En voyant chromatiquement des images qui n’auraient pas dû être en couleur quelque chose arrive à notre perception. D’abord un désaccord puis une certaine profondeur du temps historique, le grain d’un passage. Nous nous plongions dans ce passé, brutalement, dans sa texture réelle, dans ces existences passées et dans cette ville qu’on croyait connaître. Qu’était alors la vie? Et les arbres ? Les pierres ? Les femmes portaient d’autres vêtements mais les visages se ressemblaient.

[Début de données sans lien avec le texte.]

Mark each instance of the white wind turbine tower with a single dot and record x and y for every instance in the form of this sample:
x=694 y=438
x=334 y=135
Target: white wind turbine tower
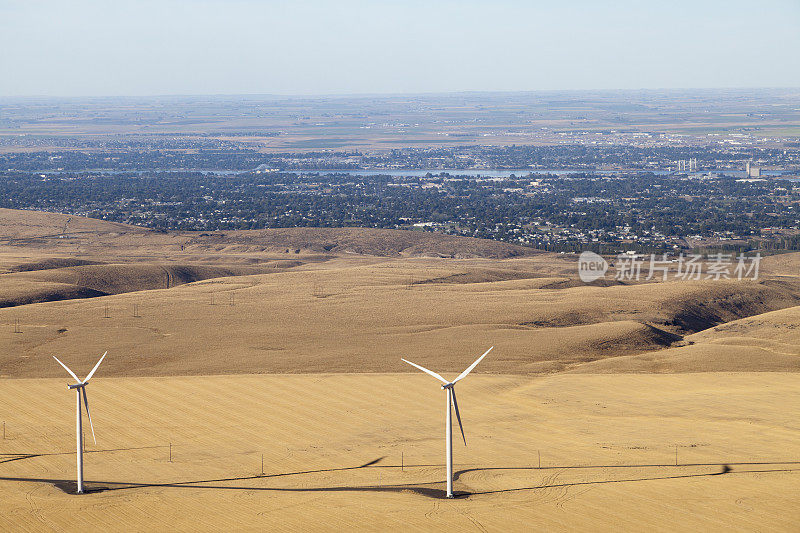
x=449 y=388
x=80 y=389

Notre perception de la réalité est fonction de systèmes techniques dominants. Il suffit qu’un procédé soit minoritaire (comme ici l’autochrome) et quelque chose de surprenant arrive. Il y a cet écart étrange comme si ces images existaient sur deux plans : celui auquel nous nous attendions, le noir et le blanc, le grain, le bougé. Ce premier plan est technique (il s’agit d’un dispositif de captation), esthétique (il concerne la perception) et ontologique (nous imaginons une certaine réalité historiquement située). Il est un horizon d’anticipation qui lie les trois. Le second plan est l’interruption provoquée par la couleur qui téléporte ces images à une époque à laquelle elles n’appartiennent pas. Il y a un désaccord, à contre-temps, et c’est ce caractère intempestif qui produit un autre effet technique, esthétique et ontologique : la surprise est celle de la perception d’une autre concrétude. Ces images nous révèlent le complexe indissociable dans lequel nous sommes plongés.
Les dispositifs techniques déterminent notre structure transcendantale et transforme donc la définition même de celle-ci.